And the outfit she wore that helped solicit all those comments? A pair of black jeans and a simple crewneck T-shirt.
"Hey beautiful." "Smile!" "Damn!" An assortment of random guys yelled as she passed. One guy even walked side-by-side with her for five minutes without saying a word.
Some got agitated when she wouldn't respond. "Someone's acknowledging you for being beautiful!" one guy yelled. "You should say thank you more!"
Non-profit Hollaback created the video with aspiring actress Shoshana B. Roberts to show exactly what women everywhere go through on a daily basis, no matter if they live in Manhattan or Manhattan, Kansas.
"I'm harassed when I smile and I'm harassed when I don't," Roberts said in a press release. "I'm harassed by white men, black men, Latino men. Not a day goes by when I don't experience this."
I showed this video to a couple of male friends and they admitted that they were clueless as to why it was inappropriate to ask a woman to smile. "They're just trying to make small talk," one said. "Most of the guys aren't harassing her about it."

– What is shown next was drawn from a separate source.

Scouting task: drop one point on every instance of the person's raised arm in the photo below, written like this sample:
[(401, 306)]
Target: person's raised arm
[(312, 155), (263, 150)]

But that's exactly the problem. Unwanted comments are harassment — and plenty of catcalling does devolve into crude sexual comments, or worse.
"So," my other guy acquaintance asked, "how am I supposed to know when a woman wants to be approached? It's like we can't win no matter what."
Here's a pro-tip, males of the world: Open your eyes. If she's walking down the street, don't talk to her. If she looks like she doesn't want to be approached, don't approach her. If she's with other people, don't approach her. If she's with her family, don't approach her. If she's talking on the phone, don't approach her.
But, if she's making solid eye contact with you in line at Starbucks, smiling and generally looks like she's open to communication with you, then consider it. Just don't open with some awful line — or worse, some sexual innuendo.
As for how the internet is reacting to Hollaback's video? Not so great, in typical interwebs fashion.
"The subject of our PSA is starting to get rape threats on the comments. Can you help by reporting them?" the non-profit tweeted on Tuesday.
"The rape threats indicate that we are hitting a nerve," Hollaback director Emily May told Newsday. "We want to do more than just hit a nerve though; we want New Yorkers to realize — once and for all — that street harassment isn't OK, and that as a city we refuse to tolerate it," she said.